| ← 147 | 148 | 149 → |
- Cardinal: one hundred forty-eight
- Ordinal: 148th (one hundred forty-eighth)
- Factorization: 2^{2} × 37
- Divisors: 1, 2, 4, 37, 74, 148
- Greek numeral: ΡΜΗ´
- Roman numeral: CXLVIII, cxlviii
- Binary: 10010100_{2}
- Ternary: 12111_{3}
- Senary: 404_{6}
- Octal: 224_{8}
- Duodecimal: 104_{12}
- Hexadecimal: 94_{16}

= 148 (number) =

148 (one hundred [and] forty-eight) is the natural number following 147 and before 149.

==In mathematics==
148 is the second number to be both a heptagonal number and a centered heptagonal number (the first is 1). It is the twelfth member of the Mian–Chowla sequence, the lexicographically smallest sequence of distinct positive integers with distinct pairwise sums.

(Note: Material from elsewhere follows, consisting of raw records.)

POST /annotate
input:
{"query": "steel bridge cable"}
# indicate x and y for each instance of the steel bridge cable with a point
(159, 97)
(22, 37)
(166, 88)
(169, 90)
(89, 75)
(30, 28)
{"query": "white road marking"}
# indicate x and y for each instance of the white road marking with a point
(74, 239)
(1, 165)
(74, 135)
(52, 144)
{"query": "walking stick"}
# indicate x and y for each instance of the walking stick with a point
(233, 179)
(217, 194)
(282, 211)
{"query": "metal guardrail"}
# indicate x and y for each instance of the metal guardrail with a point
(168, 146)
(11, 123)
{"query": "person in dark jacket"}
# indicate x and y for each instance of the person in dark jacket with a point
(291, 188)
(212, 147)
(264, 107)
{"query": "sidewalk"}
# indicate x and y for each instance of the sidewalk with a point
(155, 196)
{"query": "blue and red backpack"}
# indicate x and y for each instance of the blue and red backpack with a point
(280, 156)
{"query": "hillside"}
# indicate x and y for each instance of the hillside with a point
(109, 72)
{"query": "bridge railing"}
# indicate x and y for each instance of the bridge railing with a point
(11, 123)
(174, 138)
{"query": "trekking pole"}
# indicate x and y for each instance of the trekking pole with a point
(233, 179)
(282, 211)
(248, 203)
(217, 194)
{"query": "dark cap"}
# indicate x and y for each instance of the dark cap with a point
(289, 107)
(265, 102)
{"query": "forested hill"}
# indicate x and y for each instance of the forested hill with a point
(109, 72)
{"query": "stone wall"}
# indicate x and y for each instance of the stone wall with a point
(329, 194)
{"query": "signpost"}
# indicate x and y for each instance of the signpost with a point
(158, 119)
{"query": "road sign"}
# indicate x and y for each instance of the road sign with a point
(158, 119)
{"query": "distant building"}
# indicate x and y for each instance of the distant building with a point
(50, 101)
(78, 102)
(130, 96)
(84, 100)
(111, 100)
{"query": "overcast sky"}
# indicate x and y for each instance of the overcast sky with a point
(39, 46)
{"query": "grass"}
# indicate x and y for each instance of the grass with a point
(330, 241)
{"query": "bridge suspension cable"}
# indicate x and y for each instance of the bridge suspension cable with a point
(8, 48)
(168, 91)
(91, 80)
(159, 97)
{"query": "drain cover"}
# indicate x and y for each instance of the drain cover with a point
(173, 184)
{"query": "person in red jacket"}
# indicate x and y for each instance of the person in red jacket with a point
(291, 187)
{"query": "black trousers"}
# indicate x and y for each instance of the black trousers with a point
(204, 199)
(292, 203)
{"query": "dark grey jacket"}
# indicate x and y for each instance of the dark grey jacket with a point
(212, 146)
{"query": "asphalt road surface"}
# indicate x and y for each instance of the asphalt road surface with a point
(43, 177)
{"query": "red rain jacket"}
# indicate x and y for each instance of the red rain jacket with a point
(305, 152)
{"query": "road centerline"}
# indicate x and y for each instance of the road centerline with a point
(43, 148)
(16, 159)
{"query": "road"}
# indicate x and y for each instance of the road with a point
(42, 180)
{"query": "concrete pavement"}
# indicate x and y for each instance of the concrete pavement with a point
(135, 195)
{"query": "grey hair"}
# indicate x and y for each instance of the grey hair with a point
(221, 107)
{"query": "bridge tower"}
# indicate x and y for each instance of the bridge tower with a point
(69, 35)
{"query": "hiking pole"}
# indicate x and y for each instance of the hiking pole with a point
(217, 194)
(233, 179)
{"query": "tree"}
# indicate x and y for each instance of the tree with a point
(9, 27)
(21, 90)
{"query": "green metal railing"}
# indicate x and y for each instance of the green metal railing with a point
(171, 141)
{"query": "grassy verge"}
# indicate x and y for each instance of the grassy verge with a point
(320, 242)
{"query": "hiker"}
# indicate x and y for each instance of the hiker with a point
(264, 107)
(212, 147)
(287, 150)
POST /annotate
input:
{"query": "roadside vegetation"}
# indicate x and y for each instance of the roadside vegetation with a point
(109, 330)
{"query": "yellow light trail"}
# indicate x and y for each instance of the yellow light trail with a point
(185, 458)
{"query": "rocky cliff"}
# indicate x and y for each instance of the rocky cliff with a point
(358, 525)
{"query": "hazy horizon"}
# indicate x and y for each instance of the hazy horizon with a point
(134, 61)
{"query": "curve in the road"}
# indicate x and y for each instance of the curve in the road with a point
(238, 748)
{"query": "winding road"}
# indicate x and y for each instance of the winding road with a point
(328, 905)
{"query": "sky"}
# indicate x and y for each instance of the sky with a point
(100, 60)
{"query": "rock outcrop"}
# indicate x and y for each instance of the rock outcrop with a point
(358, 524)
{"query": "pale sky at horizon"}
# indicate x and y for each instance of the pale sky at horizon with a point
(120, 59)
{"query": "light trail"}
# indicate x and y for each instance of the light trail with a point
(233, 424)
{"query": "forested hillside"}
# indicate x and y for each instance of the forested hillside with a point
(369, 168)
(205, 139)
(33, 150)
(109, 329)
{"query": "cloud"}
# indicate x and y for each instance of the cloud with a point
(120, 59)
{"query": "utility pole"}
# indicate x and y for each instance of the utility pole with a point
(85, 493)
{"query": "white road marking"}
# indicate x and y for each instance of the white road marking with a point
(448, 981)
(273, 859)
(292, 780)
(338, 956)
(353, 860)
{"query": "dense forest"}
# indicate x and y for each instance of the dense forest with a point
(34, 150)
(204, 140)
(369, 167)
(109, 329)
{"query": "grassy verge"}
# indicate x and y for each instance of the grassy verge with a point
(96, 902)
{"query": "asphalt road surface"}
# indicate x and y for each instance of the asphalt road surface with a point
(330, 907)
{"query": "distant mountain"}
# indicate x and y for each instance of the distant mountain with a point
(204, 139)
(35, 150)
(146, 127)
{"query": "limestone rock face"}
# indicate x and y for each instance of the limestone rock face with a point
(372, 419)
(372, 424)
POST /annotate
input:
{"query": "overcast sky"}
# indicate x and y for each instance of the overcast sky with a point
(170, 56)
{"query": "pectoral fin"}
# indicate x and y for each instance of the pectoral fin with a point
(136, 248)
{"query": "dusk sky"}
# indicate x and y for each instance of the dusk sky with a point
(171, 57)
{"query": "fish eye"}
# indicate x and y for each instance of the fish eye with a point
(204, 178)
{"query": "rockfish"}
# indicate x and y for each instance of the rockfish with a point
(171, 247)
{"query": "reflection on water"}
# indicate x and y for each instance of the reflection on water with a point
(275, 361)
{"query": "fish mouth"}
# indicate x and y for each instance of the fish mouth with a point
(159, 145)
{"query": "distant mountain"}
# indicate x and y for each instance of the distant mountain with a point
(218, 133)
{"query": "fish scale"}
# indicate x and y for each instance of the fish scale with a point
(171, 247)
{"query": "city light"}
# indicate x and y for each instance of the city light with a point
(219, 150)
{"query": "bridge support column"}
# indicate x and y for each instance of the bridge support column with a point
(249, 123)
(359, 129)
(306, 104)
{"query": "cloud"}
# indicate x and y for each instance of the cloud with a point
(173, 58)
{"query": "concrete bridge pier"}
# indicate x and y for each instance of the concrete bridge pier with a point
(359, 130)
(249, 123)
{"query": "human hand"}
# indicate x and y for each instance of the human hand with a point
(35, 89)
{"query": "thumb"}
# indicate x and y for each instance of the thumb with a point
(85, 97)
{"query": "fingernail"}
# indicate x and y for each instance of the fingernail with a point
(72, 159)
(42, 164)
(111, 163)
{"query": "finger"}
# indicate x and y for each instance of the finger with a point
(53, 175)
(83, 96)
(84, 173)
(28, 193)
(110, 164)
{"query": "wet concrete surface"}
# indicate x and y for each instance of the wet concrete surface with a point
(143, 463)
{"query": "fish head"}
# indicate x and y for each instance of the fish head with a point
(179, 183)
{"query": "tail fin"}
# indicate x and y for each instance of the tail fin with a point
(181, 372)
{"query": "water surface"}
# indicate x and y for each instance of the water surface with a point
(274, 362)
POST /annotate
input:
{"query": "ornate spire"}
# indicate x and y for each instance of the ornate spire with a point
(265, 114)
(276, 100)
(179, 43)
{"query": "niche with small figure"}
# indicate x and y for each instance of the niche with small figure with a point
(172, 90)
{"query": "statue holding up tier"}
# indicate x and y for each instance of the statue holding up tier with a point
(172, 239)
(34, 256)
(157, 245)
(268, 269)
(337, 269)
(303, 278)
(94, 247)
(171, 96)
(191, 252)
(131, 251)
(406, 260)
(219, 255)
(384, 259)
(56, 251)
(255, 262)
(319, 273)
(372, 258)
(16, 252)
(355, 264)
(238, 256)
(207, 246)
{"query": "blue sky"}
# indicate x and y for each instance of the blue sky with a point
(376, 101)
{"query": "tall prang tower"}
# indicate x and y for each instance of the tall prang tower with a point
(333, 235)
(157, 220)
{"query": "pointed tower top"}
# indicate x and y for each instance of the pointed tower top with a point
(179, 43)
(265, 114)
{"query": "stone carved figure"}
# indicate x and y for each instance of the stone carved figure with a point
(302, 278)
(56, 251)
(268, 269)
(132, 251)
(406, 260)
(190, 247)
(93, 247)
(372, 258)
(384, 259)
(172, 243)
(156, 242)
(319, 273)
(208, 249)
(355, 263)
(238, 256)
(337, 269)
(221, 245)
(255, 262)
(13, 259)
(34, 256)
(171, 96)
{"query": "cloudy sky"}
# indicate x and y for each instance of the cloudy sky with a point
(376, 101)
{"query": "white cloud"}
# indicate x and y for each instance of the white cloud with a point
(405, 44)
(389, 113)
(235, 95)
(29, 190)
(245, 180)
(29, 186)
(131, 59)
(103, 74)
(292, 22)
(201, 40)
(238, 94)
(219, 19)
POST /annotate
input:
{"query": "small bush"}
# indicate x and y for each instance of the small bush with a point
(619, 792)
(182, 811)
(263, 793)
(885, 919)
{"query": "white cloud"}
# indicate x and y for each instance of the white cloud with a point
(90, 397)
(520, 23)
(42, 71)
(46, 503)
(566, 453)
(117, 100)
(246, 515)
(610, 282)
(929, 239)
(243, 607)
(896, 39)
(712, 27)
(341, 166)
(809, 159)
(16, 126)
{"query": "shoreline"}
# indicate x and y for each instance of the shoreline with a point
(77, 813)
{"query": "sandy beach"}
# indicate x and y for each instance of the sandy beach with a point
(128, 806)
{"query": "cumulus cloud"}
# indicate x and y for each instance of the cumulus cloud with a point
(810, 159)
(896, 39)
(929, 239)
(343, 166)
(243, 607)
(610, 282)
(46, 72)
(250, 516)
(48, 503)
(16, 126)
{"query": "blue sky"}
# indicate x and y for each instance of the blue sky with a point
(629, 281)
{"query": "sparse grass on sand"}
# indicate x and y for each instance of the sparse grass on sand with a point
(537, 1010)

There are 148 perfect graphs with six vertices, and 148 ways of partitioning four people into subsets, ordering the subsets, and selecting a leader for each subset.

==In other fields==
Dunbar's number is a theoretical cognitive limit to the number of people with whom one can maintain stable interpersonal relationships. Dunbar predicted a "mean group size" of 148, but this is commonly rounded to 150.